In vitro cytotoxicity assay
Cell lines and culture conditions
Multiple breast cancer cell lines were used to test the in vitro anticancer properties of Fritillaria cirrhosa extracts (MCF-7, MDA-MB-231, MDA-MB-468, and 4T1). The National Centre for Cell Science (NCCS) Pune, India supplied the cells. For purposes of identification, the morphology of these cells was systematically assessed. To culture cells, Dulbecco's Modified Eagle's Medium was employed (DMEM; Thermo Fisher Scientific, Waltham, MA, United States). The medium was supplemented with 10% fetal bovine serum (Thermo Fisher Scientific, Waltham, MA, United States) and 1% penicillin-streptomycin (Thermo Fisher Scientific, Waltham, MA, United States). The cells were cultivated in a 37 °C CO2 incubator.

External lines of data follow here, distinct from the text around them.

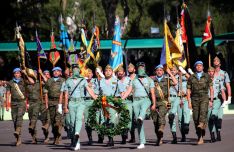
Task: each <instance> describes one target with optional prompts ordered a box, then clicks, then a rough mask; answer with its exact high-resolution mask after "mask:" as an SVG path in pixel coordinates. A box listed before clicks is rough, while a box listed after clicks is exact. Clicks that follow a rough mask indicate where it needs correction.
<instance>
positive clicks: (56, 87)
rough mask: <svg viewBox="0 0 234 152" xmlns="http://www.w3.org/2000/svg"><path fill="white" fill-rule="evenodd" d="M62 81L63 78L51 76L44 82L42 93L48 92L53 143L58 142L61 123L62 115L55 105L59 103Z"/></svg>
mask: <svg viewBox="0 0 234 152" xmlns="http://www.w3.org/2000/svg"><path fill="white" fill-rule="evenodd" d="M64 81H65V79H64V78H61V77H58V78H54V77H52V78H50V79H49V80H48V81H47V82H46V84H45V87H44V93H47V94H48V110H49V114H50V116H49V118H50V122H51V127H52V133H53V135H54V140H55V141H54V144H58V143H59V140H60V137H61V131H62V125H63V116H62V114H60V113H58V112H57V105H58V103H59V96H60V89H61V87H62V84H63V82H64Z"/></svg>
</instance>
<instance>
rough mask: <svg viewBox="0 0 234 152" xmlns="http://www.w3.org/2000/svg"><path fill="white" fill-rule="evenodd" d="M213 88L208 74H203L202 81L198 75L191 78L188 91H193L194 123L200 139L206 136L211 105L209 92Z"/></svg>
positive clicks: (201, 75) (191, 94)
mask: <svg viewBox="0 0 234 152" xmlns="http://www.w3.org/2000/svg"><path fill="white" fill-rule="evenodd" d="M211 86H213V82H212V79H211V78H210V76H209V75H208V74H207V73H204V72H203V73H202V75H201V77H200V79H199V78H198V76H197V74H196V73H195V74H193V75H191V76H190V78H189V79H188V82H187V89H190V90H191V102H192V108H193V121H194V125H195V129H196V133H197V136H198V139H201V137H202V136H204V134H205V129H206V126H207V113H208V105H209V96H208V90H209V88H210V87H211Z"/></svg>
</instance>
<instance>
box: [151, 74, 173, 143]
mask: <svg viewBox="0 0 234 152" xmlns="http://www.w3.org/2000/svg"><path fill="white" fill-rule="evenodd" d="M153 80H154V86H155V96H156V101H157V103H156V105H157V111H152V114H151V115H152V119H153V122H154V128H155V133H156V136H157V138H158V140H157V143H156V144H157V145H160V144H162V140H161V139H162V137H163V132H164V127H165V125H166V119H165V116H166V114H167V102H168V101H167V98H168V78H167V77H165V75H163V76H162V77H161V78H160V79H159V78H157V76H155V77H153ZM173 119H174V118H173Z"/></svg>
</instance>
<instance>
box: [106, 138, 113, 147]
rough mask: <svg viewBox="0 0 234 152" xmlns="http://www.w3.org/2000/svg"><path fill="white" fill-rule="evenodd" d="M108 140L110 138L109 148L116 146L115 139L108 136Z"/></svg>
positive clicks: (108, 144)
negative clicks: (114, 144)
mask: <svg viewBox="0 0 234 152" xmlns="http://www.w3.org/2000/svg"><path fill="white" fill-rule="evenodd" d="M108 138H109V141H108V143H107V145H106V146H107V147H111V146H114V140H113V137H110V136H108Z"/></svg>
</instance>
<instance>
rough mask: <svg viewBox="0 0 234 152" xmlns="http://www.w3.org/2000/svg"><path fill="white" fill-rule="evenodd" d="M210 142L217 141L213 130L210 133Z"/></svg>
mask: <svg viewBox="0 0 234 152" xmlns="http://www.w3.org/2000/svg"><path fill="white" fill-rule="evenodd" d="M210 142H211V143H213V142H216V139H215V135H214V132H212V133H211V134H210Z"/></svg>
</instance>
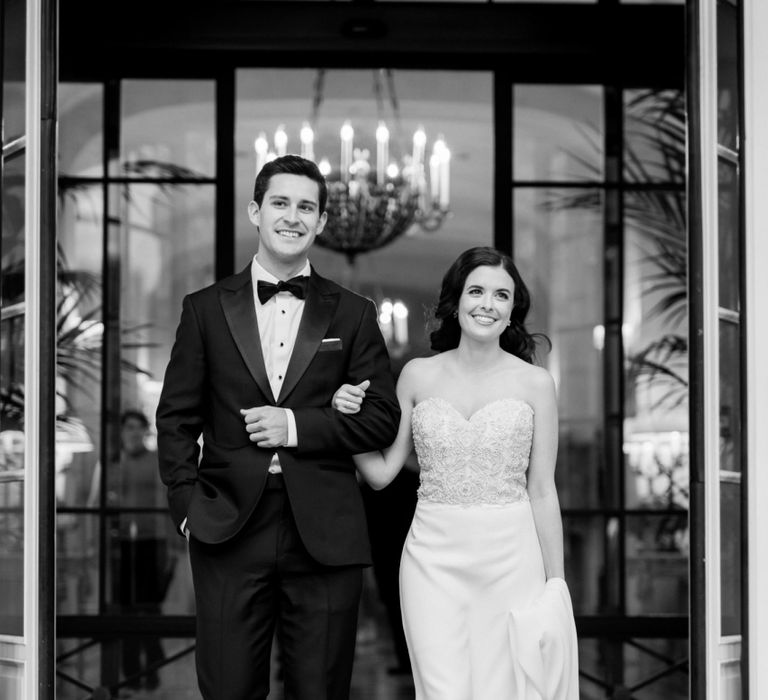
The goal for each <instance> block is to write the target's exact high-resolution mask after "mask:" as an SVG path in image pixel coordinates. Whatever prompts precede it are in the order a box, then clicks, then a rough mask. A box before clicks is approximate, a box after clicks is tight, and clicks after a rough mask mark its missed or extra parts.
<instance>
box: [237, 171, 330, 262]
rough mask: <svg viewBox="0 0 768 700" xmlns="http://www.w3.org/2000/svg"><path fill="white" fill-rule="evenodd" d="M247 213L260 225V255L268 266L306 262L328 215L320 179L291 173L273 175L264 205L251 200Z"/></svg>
mask: <svg viewBox="0 0 768 700" xmlns="http://www.w3.org/2000/svg"><path fill="white" fill-rule="evenodd" d="M248 215H249V217H250V219H251V222H252V223H253V224H255V225H256V226H257V227H258V229H259V253H258V257H259V261H260V262H261V264H262V265H266V266H267V267H269V266H270V265H272V266H278V267H279V266H285V265H298V264H303V263H304V261H305V260H306V259H307V254H308V252H309V249H310V248H311V246H312V243H314V240H315V237H316V236H318V235H320V233H321V232H322V230H323V227H324V226H325V221H326V219H327V214H326V212H322V213H321V212H320V204H319V187H318V185H317V183H316V182H315V181H314V180H311V179H310V178H308V177H305V176H304V175H292V174H290V173H279V174H277V175H273V176H272V177H271V178H270V180H269V187H268V188H267V191H266V192H265V193H264V198H263V200H262V202H261V206H259V205H258V204H257V203H256V202H251V203H250V204H249V205H248Z"/></svg>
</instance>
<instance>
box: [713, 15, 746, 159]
mask: <svg viewBox="0 0 768 700" xmlns="http://www.w3.org/2000/svg"><path fill="white" fill-rule="evenodd" d="M738 40H739V8H738V7H737V6H736V5H734V4H732V3H730V2H725V1H724V0H719V2H718V3H717V140H718V142H719V143H720V144H722V145H723V146H727V147H728V148H730V149H732V150H734V151H736V150H738V148H739V104H740V101H741V96H740V93H739V60H738V55H739V47H738Z"/></svg>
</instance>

3-(4,5-dimethylthiazol-2-yl)-2,5-diphenyltetrazolium bromide (MTT) Assay
The MTT assay for determining the cytotoxic activity of extracts was done according to Keepers et al technique (1991). Cancer cells were extracted from culture flasks using trypsin, and trypan blue dye was used to determine their viability. The required number of wells in a 96-well plate were seeded with these cancer cells at a density of 3 x 103 cells per well in 100 ul of growth medium each well. The plate was incubated for 24 hours in a CO2 incubator at 5% CO2 and 37 °C. After 24 hours of incubation, the growth media was carefully removed and varied amounts of plant extracts generated in the growth medium were put to the plate (100µl per well; triplicate) and incubated. After a 4-hour incubation, the medium was discarded and fresh dye (4 mg MTT dye/10 ml growth media without FBS) was added to each well (100 µl/well). The plate was then incubated for another 4 hours. The formazan crystals in the wells were dissolved with 100 µl/well DMSO, and the optical density was measured at 540 nm using a Biotek Synergy HT, USA microplate reader.
Statistical analysis
Network interaction was evaluated via edge count. Docking data are presented as energy in kcal/mol. Interaction stability and fluctuations through MD simulation were analyzed by RMSD and RMSF. All experimental data were presented in mean ± SD. The IC50 was calculated using a linear regression curve by GraphPad ver 5 programme.